River of Eternity
- Cover of first edition
- Author: Philip José Farmer
- Cover artist: John Pound
- Language: English
- Genre: Science fiction
- Publisher: Phantasia Press
- Publication date: November 1983
- Publication place: United States
- Media type: Print (hardback & paperback)
- Pages: 205
- ISBN: 0-932096-28-X
- OCLC: 10284904

= River of Eternity =

1983 novel by Philip José Farmer

River of Eternity is a science fiction novel by American writer Philip José Farmer (1918-2009). It is an early version of what became Farmer's popular Riverworld series of novels (1971–83), in which all of humanity has been resurrected and resettled on an artificial "river planet".

==Publication history==
The original "Riverworld" story was a 150,000-word novel titled Owe for the Flesh, which ended with a protagonist named Richard Black (based on the real-life British Arabist and explorer Richard Francis Burton) finding the tower at the end of the river. Farmer wrote it in a single month in 1952 and promptly entered it in a science fiction novel contest run by Shasta Publishers and subsidized by Pocket Books.

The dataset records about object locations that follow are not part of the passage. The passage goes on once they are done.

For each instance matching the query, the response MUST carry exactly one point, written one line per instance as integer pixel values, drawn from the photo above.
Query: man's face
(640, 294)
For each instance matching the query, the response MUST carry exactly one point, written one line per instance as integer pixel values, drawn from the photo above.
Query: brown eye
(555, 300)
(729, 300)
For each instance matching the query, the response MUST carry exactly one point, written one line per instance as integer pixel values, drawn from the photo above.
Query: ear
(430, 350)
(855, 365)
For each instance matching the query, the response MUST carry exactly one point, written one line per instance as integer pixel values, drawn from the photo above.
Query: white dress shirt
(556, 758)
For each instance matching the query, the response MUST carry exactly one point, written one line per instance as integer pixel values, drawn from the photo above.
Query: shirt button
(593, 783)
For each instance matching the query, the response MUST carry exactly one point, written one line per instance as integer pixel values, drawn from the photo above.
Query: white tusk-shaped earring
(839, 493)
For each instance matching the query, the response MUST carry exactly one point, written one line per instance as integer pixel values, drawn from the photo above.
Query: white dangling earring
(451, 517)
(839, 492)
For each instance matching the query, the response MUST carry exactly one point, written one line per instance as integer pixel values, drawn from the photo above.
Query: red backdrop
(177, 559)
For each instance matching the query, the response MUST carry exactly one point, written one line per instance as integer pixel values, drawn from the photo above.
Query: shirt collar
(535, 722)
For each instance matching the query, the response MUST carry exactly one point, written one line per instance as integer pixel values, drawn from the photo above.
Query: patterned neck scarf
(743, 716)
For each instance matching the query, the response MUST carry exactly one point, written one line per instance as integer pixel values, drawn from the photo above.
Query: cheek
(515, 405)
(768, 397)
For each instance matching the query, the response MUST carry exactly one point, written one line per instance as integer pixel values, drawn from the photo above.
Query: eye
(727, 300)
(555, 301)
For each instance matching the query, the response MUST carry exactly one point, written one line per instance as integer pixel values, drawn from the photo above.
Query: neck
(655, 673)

He won the contest but received no money. The work was never published and was lost in its original form. Farmer revised and retitled the book River of Eternity, but that version remained unpublished as well and was thought lost. Farmer then reworked the material yet again into two separate novellas: The Day of the Great Shout, which appeared in the January 1965 issue of Worlds of Tomorrow, and The Suicide Express, which appeared in the March 1966 issue of Worlds of Tomorrow. (By now the protagonist was out in the open as a fictionalized Burton.) The novellas were expanded and combined in 1971 as the novel To Your Scattered Bodies Go and three sequels constituting the Riverworld sequence of novels followed in 1977, '80 and '83. Then in 1983, a copy of the old River of Eternity manuscript was discovered in a garage and published by Phantasia Press. Farmer recounts the whole story in his introduction to the Phantasia edition of River of Eternity.